My point is this: You can use a situation from a TV or movie where the character was sad and they talked about it. Recall it with your child. For example, you can say “Remember when SpongeBob was sad and didn’t leave the Krusty Krab for days?” and then you can continue, “Do you feel this way?” (Of course, this method requires you spend some quality time in front of the television or big screen together.)
Because when a child feels comfortable, and more at-ease then they can open up about what’s on their mind. In other words, by entering into your child’s world and authentically connecting with them – they’ll feel safe and distracted enough to spill the proverbial beans. And even more importantly, they’ll be coming to you for advice on a situation like how to deal with a bully, mean girl or teacher that they feel is picking on them….

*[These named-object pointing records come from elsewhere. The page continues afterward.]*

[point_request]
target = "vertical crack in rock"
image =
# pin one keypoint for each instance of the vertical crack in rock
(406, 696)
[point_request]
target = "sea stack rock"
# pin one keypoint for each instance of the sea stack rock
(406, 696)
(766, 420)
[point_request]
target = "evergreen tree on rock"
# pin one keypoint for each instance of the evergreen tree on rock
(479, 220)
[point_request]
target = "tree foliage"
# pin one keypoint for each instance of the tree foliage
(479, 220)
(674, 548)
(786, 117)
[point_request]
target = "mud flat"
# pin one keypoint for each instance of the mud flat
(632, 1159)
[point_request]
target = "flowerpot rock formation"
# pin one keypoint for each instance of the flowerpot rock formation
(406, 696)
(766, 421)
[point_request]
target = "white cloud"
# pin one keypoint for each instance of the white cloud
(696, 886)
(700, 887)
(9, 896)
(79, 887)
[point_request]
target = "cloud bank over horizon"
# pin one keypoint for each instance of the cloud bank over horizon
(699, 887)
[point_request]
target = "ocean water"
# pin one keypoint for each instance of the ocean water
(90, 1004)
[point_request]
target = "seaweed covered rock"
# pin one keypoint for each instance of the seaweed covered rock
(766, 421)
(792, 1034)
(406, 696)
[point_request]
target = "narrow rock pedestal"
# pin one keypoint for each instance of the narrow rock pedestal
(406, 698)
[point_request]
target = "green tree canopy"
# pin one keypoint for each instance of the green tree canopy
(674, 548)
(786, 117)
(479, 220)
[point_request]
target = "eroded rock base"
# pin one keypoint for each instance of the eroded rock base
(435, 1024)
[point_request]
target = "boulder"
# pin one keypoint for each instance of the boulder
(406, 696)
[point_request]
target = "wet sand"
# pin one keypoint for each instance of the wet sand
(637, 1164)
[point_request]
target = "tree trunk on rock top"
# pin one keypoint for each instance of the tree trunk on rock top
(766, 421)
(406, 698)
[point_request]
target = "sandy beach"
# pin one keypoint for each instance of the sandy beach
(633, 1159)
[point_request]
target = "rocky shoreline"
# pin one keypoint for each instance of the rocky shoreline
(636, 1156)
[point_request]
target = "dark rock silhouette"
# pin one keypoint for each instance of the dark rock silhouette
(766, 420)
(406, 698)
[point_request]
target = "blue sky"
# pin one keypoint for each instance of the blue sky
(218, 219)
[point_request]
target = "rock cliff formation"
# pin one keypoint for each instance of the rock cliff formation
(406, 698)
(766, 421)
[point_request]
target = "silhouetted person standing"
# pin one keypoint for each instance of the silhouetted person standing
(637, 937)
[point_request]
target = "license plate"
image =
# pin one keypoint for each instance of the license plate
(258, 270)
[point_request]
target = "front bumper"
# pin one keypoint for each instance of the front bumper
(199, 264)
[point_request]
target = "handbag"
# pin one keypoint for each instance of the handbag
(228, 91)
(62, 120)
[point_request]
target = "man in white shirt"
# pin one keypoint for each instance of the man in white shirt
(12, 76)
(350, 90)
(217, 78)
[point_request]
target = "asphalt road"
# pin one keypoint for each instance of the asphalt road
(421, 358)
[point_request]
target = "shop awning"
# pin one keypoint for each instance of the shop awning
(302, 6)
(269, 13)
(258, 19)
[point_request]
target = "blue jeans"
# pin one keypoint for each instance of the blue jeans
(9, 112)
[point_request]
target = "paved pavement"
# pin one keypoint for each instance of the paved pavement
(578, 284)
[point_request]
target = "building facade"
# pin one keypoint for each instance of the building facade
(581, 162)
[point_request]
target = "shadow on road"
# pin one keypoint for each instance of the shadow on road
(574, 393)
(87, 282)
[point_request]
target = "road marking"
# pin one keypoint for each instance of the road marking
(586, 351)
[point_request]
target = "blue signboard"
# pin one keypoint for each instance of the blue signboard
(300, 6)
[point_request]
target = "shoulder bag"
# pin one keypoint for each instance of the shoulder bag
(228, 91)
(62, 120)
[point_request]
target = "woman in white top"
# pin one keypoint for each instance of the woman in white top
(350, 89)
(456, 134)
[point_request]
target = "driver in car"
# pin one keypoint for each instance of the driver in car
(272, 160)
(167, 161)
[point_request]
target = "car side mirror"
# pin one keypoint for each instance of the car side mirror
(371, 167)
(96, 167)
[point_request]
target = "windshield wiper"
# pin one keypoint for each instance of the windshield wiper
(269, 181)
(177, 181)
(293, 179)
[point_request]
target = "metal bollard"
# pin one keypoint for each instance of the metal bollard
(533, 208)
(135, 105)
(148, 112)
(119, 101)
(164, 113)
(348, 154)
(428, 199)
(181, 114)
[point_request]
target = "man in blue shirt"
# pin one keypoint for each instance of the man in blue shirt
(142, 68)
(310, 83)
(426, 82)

So giving your child space, allowing them to feel their feelings, and encouraging them to connect with you (when they are ready) is positive parenting. You are raising an emotionally intelligent child that is aware of how they feel, learning how to talk about their feelings (from sad to glad) and move into a more positive outlook each day.
Just to be clear, the type of sadness that I am referring to above is the “regular” emotional down-in-the-dumps feeling you get as a child when: Someone picks on you, You lose your favorite T-shirt, You fail a test, Forget your HW, BFF moves away, and pet Hammy the Hamster dies.
On the opposite side of the spectrum is a deep and pervasive sadness that is clinical and is understood through a child’s “irregular” behavior like: Talking about suicide, cutting, excessive crying and isolating of one’s self. This later type of sadness is clinical depression and is best served by getting professional assistance. (More information below)
Last but not least, it is through the “clarity of your example” do your kids learn how to talk about their feelings especially the sad ones. So reflect for a moment: What do I do when I am sad? Do I talk about it? Because like Carl Jung stated, “If there is anything we wish to change in the child, we should first examine it and see whether it is not something we could better change in ourselves.”